SixthSense is a gesture-based wearable computer system developed at MIT Media Lab by Steve Mann in 1994 and 1997 (headworn gestural interface), and 1998 (neckworn version), and further developed by Pranav Mistry (also at MIT Media Lab), in 2009, both of whom developed both hardware and software for both headworn and neckworn versions of it. It comprises a headworn or neck-worn pendant that contains both a data projector and camera. Headworn versions were built at MIT Media Lab in 1997 (by Mann) that combined cameras and illumination systems for interactive photographic art, and also included gesture recognition (e.g. finger-tracking using colored tape on the fingers).
1994 prototype of headworn SixthSense gesture-based wearable computing apparatus invented, designed, built, and worn by Steve Mann, MIT Media Lab.Finger-pointing gesture to outline and select a physical object.

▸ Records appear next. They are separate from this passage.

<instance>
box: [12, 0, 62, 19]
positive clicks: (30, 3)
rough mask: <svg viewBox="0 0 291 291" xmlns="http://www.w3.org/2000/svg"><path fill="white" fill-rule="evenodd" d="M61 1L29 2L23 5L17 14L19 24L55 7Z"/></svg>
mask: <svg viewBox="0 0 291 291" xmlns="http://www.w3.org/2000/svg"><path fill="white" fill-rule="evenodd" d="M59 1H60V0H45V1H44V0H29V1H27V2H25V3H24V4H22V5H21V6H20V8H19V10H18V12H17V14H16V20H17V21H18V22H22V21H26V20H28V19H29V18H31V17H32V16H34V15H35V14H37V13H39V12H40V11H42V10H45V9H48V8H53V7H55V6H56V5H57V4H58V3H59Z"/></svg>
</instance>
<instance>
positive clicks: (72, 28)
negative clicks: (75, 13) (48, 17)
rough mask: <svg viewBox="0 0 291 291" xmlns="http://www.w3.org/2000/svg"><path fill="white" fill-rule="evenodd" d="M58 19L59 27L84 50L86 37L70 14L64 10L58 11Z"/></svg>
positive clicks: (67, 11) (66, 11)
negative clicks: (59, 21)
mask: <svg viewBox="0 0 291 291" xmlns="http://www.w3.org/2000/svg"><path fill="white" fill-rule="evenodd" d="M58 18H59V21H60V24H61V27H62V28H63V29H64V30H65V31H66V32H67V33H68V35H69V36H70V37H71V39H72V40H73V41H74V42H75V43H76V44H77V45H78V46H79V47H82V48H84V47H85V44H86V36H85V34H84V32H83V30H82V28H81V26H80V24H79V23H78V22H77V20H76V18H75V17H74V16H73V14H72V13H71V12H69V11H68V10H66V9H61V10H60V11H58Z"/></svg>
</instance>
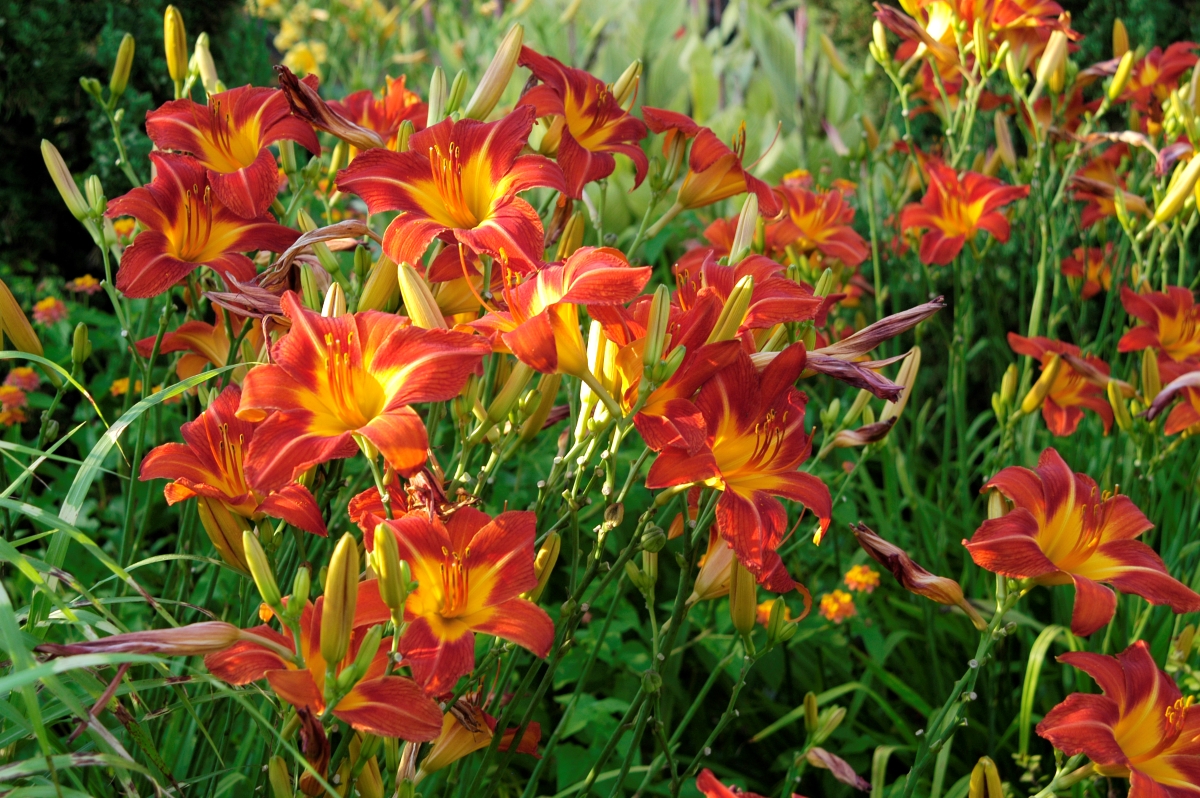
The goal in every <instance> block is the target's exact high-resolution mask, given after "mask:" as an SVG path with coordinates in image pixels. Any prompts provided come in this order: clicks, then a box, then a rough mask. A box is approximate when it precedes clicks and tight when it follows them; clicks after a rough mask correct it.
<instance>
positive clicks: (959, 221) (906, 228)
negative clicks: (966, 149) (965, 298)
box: [900, 158, 1030, 265]
mask: <svg viewBox="0 0 1200 798" xmlns="http://www.w3.org/2000/svg"><path fill="white" fill-rule="evenodd" d="M925 170H926V174H928V175H929V191H928V192H926V193H925V197H924V198H923V199H922V200H920V202H919V203H912V204H910V205H906V206H905V208H904V210H901V211H900V229H901V230H907V229H911V228H924V229H925V230H926V232H925V234H924V235H923V236H922V239H920V253H919V254H920V260H922V263H926V264H936V265H946V264H948V263H950V262H952V260H953V259H954V258H955V257H958V254H959V252H961V251H962V247H964V245H965V244H966V242H967V241H968V240H974V236H976V234H977V233H978V232H979V230H986V232H988V233H991V234H992V235H994V236H995V238H996V240H998V241H1007V240H1008V235H1009V224H1008V220H1007V218H1006V217H1004V215H1003V214H1001V212H1000V209H1001V208H1003V206H1004V205H1007V204H1009V203H1012V202H1015V200H1018V199H1024V198H1025V197H1028V194H1030V187H1028V186H1009V185H1006V184H1004V182H1002V181H1000V180H996V179H995V178H989V176H986V175H982V174H978V173H976V172H965V173H964V174H962V175H961V178H960V176H959V175H958V174H956V173H955V172H954V169H952V168H950V167H949V166H947V164H946V163H943V162H941V161H938V160H935V158H930V160H929V162H928V163H926V164H925Z"/></svg>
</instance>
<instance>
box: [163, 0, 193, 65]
mask: <svg viewBox="0 0 1200 798" xmlns="http://www.w3.org/2000/svg"><path fill="white" fill-rule="evenodd" d="M162 43H163V46H164V47H166V48H167V72H168V73H169V74H170V79H172V80H174V82H175V83H182V82H184V80H186V79H187V30H185V28H184V14H181V13H179V8H176V7H175V6H167V11H166V12H163V16H162Z"/></svg>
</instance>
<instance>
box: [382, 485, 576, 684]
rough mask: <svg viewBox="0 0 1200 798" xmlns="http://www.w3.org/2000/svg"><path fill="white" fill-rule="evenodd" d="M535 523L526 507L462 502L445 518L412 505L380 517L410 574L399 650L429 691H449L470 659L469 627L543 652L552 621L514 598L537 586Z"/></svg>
mask: <svg viewBox="0 0 1200 798" xmlns="http://www.w3.org/2000/svg"><path fill="white" fill-rule="evenodd" d="M536 526H538V523H536V520H535V517H534V514H533V512H523V511H521V512H518V511H509V512H502V514H500V515H498V516H496V517H494V518H491V517H488V516H487V514H485V512H480V511H479V510H475V509H474V508H467V506H464V508H458V509H457V510H456V511H455V512H454V515H451V516H450V517H449V518H446V521H445V523H443V522H442V521H440V520H439V518H432V520H431V518H430V517H427V516H425V515H424V514H420V512H410V514H408V515H406V516H404V517H403V518H398V520H396V521H388V522H385V527H386V528H389V529H391V532H392V533H394V534H395V535H396V540H397V542H398V544H400V559H402V560H404V562H407V563H408V564H409V566H410V568H412V569H413V578H415V580H416V582H418V588H416V589H415V590H414V592H413V593H410V594H409V596H408V601H407V604H406V605H404V620H406V622H407V623H408V629H406V630H404V634H403V635H402V636H401V638H400V650H401V653H403V655H404V662H406V664H407V665H408V666H409V667H410V668H412V671H413V677H414V678H415V679H416V680H418V683H420V684H421V685H422V686H424V688H425V690H426V692H428V694H430V695H434V696H438V695H443V694H446V692H450V691H451V690H454V685H455V683H456V682H457V680H458V677H461V676H464V674H467V673H469V672H470V670H472V668H473V667H474V666H475V632H480V634H484V635H494V636H497V637H502V638H504V640H508V641H510V642H514V643H516V644H517V646H521V647H523V648H527V649H529V650H530V652H533V653H534V654H535V655H538V656H546V654H547V653H548V652H550V647H551V644H552V643H553V640H554V623H553V622H552V620H551V619H550V616H547V614H546V611H545V610H542V608H541V607H539V606H538V605H535V604H534V602H533V601H529V600H528V599H522V598H521V594H522V593H524V592H527V590H532V589H533V588H534V587H536V586H538V576H536V574H535V571H534V554H535V551H534V539H535V535H536ZM379 534H383V530H380V532H379Z"/></svg>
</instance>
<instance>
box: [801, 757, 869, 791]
mask: <svg viewBox="0 0 1200 798" xmlns="http://www.w3.org/2000/svg"><path fill="white" fill-rule="evenodd" d="M805 758H808V761H809V764H811V766H812V767H815V768H822V769H826V770H828V772H829V773H832V774H833V778H834V779H836V780H838V781H840V782H842V784H848V785H850V786H851V787H854V788H856V790H863V791H864V792H865V791H869V790H870V788H871V782H870V781H868V780H866V779H864V778H863V776H860V775H858V774H857V773H854V768H852V767H851V766H850V762H847V761H846V760H844V758H841V757H840V756H836V755H834V754H830V752H829V751H827V750H824V749H823V748H810V749H809V752H808V755H806V756H805Z"/></svg>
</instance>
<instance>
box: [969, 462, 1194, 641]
mask: <svg viewBox="0 0 1200 798" xmlns="http://www.w3.org/2000/svg"><path fill="white" fill-rule="evenodd" d="M989 490H996V491H1000V492H1001V493H1002V494H1003V496H1004V497H1006V498H1007V499H1008V500H1009V502H1012V503H1013V505H1014V508H1013V510H1012V511H1010V512H1008V514H1007V515H1003V516H1001V517H998V518H991V520H989V521H984V522H983V524H982V526H980V527H979V529H978V530H977V532H976V534H974V536H973V538H972V539H971V540H970V541H964V545H965V546H966V547H967V551H970V552H971V558H972V559H973V560H974V562H976V564H977V565H979V566H980V568H985V569H988V570H989V571H992V572H995V574H1000V575H1002V576H1008V577H1013V578H1022V580H1024V578H1031V580H1033V581H1034V582H1037V583H1038V584H1068V583H1070V582H1074V584H1075V610H1074V612H1073V614H1072V619H1070V630H1072V632H1074V634H1075V635H1079V636H1086V635H1091V634H1092V632H1094V631H1096V630H1098V629H1100V628H1103V626H1104V625H1105V624H1108V623H1109V622H1110V620H1111V619H1112V616H1114V613H1115V612H1116V607H1117V598H1116V594H1115V593H1114V592H1112V590H1111V589H1109V588H1106V587H1104V586H1103V584H1102V583H1108V584H1111V586H1114V587H1116V588H1117V589H1120V590H1121V592H1123V593H1133V594H1134V595H1140V596H1141V598H1144V599H1146V600H1147V601H1150V602H1151V604H1165V605H1169V606H1170V607H1171V608H1172V610H1175V612H1196V611H1200V595H1198V594H1195V593H1194V592H1193V590H1190V589H1189V588H1188V587H1186V586H1184V584H1183V583H1181V582H1178V581H1177V580H1175V578H1172V577H1171V575H1170V574H1168V571H1166V565H1164V564H1163V560H1162V558H1159V556H1158V554H1156V553H1154V551H1153V550H1152V548H1151V547H1150V546H1147V545H1146V544H1144V542H1141V541H1139V540H1134V539H1135V538H1138V536H1139V535H1141V533H1144V532H1146V530H1147V529H1151V528H1152V527H1153V524H1152V523H1150V521H1147V520H1146V516H1145V515H1142V514H1141V510H1139V509H1138V508H1136V506H1135V505H1134V503H1133V502H1130V500H1129V497H1127V496H1120V494H1118V496H1110V494H1108V493H1103V494H1102V493H1100V491H1099V488H1098V487H1097V485H1096V482H1094V481H1093V480H1092V478H1090V476H1087V475H1086V474H1079V473H1074V474H1073V473H1072V470H1070V468H1069V467H1068V466H1067V463H1066V462H1063V460H1062V457H1060V456H1058V452H1057V451H1055V450H1054V449H1046V450H1045V451H1043V452H1042V456H1040V457H1039V458H1038V467H1037V469H1036V470H1030V469H1028V468H1020V467H1018V466H1010V467H1009V468H1006V469H1003V470H1002V472H1000V473H998V474H996V475H995V476H994V478H992V479H991V480H989V482H988V484H986V485H984V491H989Z"/></svg>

Front-view shows cameras attached to head-mounted display with wireless communications antennae on helmet.
SixthSense is a name for extra information supplied by a wearable computer, such as the device called EyeTap (Mann), Telepointer (Mann), and “WuW” (Wear yoUr World) by Pranav Mistry.
Sixth Sense technology (a camera combined with a light source) was developed in 1997 as a headworn device, and in 1998 as a neckworn object, but the Sixth Sense name for this work was not coined and published until 2001, when Mann coined the term “Sixth Sense” to describe such devices.
Mann referred to this wearable computing technology as affording a “Synthetic Synesthesia of the Sixth Sense”, believing that wearable computing and digital information could act in addition to the five traditional senses.Ten years later, Pattie Maes, also with MIT Media Lab, used the term “Sixth Sense” in this same context, in a TED talk.
Similarly, other inventors have used the term sixth-sense technology to describe new capabilities that augment the traditional five human senses. For example, in U.S. patent no. 9,374,397, timo platt et als, refer to their new communications invention as creating a new social and personal sense, i.e., a “metaphorical sixth sense”, enabling users (while retaining their privacy and anonymity) to sense and share the “stories” and other attributes and information of those around them.